My daughter and I are painting when the knock comes. Inka is two years old, and learning to splodge spots and stripes onto the paper. I am trying to paint a picture of a troll, in fluorescent colours with a brush thicker than my thumb. I get up and hurry to the door and it’s a courier, dressed like he’s in the military (why do delivery companies costume all their staff like bomb disposal experts?). After signing for the package he hands me, I return to Inka feeling strangely nervous. This all takes some forty seconds – ample time, it turns out, for a toddler to splash paint everywhere.

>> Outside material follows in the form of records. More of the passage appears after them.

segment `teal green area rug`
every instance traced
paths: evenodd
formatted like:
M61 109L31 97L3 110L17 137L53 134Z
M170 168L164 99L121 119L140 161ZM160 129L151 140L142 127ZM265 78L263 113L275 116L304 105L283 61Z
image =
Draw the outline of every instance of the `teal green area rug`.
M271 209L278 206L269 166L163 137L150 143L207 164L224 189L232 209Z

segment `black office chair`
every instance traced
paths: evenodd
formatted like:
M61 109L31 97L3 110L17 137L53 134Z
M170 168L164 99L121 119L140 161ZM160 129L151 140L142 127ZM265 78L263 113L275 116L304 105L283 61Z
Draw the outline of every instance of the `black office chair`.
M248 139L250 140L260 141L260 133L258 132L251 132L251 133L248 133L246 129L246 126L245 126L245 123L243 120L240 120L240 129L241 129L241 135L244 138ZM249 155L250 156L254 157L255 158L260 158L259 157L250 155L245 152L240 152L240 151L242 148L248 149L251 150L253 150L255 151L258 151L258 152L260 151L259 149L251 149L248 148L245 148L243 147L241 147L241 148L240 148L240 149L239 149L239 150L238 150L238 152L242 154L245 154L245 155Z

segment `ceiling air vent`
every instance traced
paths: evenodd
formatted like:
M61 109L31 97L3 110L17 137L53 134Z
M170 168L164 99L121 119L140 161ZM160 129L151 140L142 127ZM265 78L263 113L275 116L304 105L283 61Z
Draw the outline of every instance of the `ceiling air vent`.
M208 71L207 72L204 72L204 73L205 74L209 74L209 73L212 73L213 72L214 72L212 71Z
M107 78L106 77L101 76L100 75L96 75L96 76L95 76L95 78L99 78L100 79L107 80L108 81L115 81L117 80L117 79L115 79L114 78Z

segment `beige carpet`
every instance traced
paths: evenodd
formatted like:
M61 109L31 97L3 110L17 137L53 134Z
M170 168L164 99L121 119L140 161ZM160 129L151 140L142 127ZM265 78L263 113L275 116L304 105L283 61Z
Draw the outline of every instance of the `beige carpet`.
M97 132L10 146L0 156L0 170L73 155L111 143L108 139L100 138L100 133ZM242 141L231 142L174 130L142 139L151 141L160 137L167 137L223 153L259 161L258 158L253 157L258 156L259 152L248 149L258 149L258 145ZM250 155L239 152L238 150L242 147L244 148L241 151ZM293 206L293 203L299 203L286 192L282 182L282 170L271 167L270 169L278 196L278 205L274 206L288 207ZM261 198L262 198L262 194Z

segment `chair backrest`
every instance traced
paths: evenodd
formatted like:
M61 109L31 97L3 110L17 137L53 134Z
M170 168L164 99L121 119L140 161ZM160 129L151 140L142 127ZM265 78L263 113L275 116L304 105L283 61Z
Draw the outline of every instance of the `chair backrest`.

I wait – somehow, I wait – until Iona gets home before I open the parcel. We sit on the sofa with a glass of whiskey (apple juice, for Inka) and I can’t find a way into the cardboard so Iona hunts for scissors. Snip snip snip, and we’re in. The book looks amazing, I think. Some of the foliage that makes up the fox on the cover has been spot-laminated, and gleams in the light. Inside are some of the pictures I drew as an exercise while writing it. They look much better than the originals, touched up and shrunk and photoshopped a little. I press my nose between the covers and inhale, for tradition’s sake, although if I’m honest it doesn’t smell all that much.
This book has taken some four or five years to write – which, coincidentally, is about the same amount of sleep I feel I have lost over it. I’m very proud of it now, though, despite my terror at its imminent public appraisal. It’s a very different beast than my other two novels, but they’re all my precious monsters. After I’ve been leafing through it for a minute or two, Inka scurries over to her own books and returns with her current favourite. ‘My turn,’ she says, scrambling up onto my lap. We set The Trees aside, until the tenth of March.